GALLOWAY TOWNSHIP, N.J. -- Being near the top of leaderboard is familiar territory for Stacy Lewis the past two years.
Week in, week out, Lewis is there and nothing changed in the opening round of the ShopRite LPGA Classic.
The players near Lewis aren't in their comfort zone, however, and it remains to be seen whether three-time NCAA player of the year Amanda Blumenherst, LPGA rookie leader Moriya Jutanugarn and the perplexing Michelle Wie can stay with her in the $1.5 million event near the Atlantic City casino resort.
Blumenherst and Jutanugarn shot 5-under 66 to share the lead, a stroke ahead of Lewis and two in front of Wie.
Beating Lewis is not going to be easy. The world's No. 2 player has won twice and posted eight top-10 finishes in 11 events.
"I guess you just get more confidence being there, you start trusting yourself more, but it's really cool to think how far I've come," said Lewis, who has zipped up the ranking over the past two seasons. "I wasn't even the top ranked American this time last year, and now I'm kind of going back and forth for No. 1 in the world.
It's just nice to keep that consistency going. I've had a bunch of top-10s over the last year, and that's what I'm trying to do every week."
Lewis had three tap-in birdies, including two at par 5s. She made two 20-footers. A bad drive led to her bogey.
Wie, who a decade ago made one of her first appearances on the women's tour as a 13-year-old in this event, has never lived up to expectations, winning twice since joining the tour in 2009. She has missed five of 10 cuts this year and her best finish was a tie for 28th in Hawaii. Her other four starts have resulted in no better than a tie for 41st.
"I think nothing really goes exactly the way you plan," Wie said after making five birdies and two bogeys to tie her lowest numerical score for the season. "There may be hiccups in the way and little adjustments along the way, and I think I did that."
The biggest adjustment Wie has made is with her putting stroke. She looks like a backward inverted L when putting and one has to wonder whether her back will stand up to that style. Of course, there has been criticism.

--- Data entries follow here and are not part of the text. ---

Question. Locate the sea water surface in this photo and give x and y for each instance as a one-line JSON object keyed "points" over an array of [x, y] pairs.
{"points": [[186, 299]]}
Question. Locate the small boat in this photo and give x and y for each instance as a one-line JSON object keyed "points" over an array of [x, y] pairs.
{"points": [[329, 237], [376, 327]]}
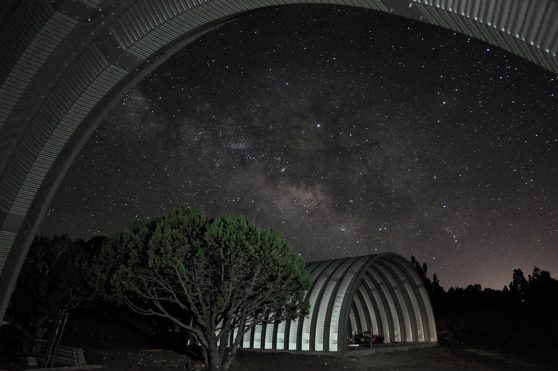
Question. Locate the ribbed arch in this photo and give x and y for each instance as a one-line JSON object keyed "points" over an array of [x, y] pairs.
{"points": [[378, 293]]}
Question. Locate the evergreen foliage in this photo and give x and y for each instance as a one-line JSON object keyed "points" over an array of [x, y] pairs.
{"points": [[213, 277]]}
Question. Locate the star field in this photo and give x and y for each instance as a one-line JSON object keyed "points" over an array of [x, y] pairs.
{"points": [[351, 131]]}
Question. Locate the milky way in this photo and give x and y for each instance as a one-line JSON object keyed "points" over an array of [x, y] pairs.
{"points": [[351, 131]]}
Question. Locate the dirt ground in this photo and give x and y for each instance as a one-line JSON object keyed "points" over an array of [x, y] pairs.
{"points": [[437, 358]]}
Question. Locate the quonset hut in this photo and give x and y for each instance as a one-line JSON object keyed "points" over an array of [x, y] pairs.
{"points": [[379, 293]]}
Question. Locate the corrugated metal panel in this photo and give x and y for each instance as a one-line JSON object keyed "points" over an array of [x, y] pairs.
{"points": [[384, 315], [89, 98], [6, 240], [340, 295], [48, 38], [523, 27]]}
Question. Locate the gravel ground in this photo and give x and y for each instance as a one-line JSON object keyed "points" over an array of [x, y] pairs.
{"points": [[437, 358]]}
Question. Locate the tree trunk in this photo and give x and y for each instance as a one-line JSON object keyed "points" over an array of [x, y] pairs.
{"points": [[213, 356]]}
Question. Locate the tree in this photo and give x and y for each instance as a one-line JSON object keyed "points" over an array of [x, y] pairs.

"You can't please everyone," Wie said. "I'm not going to go around my way living my life trying to please everyone because in the end it doesn't really matter. They're not the ones that are living my life. They're not the ones that ultimately are in my life. So I just am so grateful for my friends, my family and for the people inside my circle that believe in me."
For Wie to stay close, she needs to keep her drives in the fairway.
"I mean, it's not really surprising to see Michelle play well," Lewis said. "This golf course, I am a little surprised on this course because if you can get some shots going sideways you can make some pretty big numbers. That's good. She needs those good rounds."
Blumenherst, who is married to Oakland Athletics first baseman Nate Freiman, has missed cuts in six of eight events. The former Duke star has never finished better than a tie for fifth since joining the tour in 2010 after winning at qualifying school.
"It feels amazing," said Blumenherst, who had an eagle, four birdies and a bogey. "It's been a while since I've had a very solid round of golf and felt like I just played well throughout the entire day. It was a lot of fun out there because it's been a challenging start to the season."
Jutanugarn, whose 17-year-old sister Ariya was the halfway leader at Kingsmill in Virginia this month, has missed the cut in two of her last four events after getting off to a quick start. The 18-year-old Jutanugarn, from Thailand, made two of her six birdies on her first two holes. She had one bogey.
The Bay Course at the Stockton Seaview Hotel and Golf Club was the big winner. Only 18 of the 143 players who finished, including just five in the afternoon round, broke par on the 6,155-yard course that played tougher because of wind and bumpy greens.
Beatriz Recari of Spain and Hee Young Park headed a group at 2 under after posting the best rounds of the players who teed off in the afternoon. Park's South Korean countrywomen, Cella Choi, played her first eight holes in 5 under, but gave four shots back as the afternoon wore on and finished at 1 under.
Many of the tour's leading players struggled with the wind coming off Reed's Bay and the tough greens, which are bumpy because the recent cold weather has helped the poa annua thrive.
World No. 1 Inbee Park was in a group at 74 along with Paula Creamer and Na Yeon Choi. Third-ranked Suzann Pettersen had a 76. Among the other notables, Jiyai Shin had a 71, Lizette Salas and I.K. Kim shot 72, and Cristie Kerr had a 73.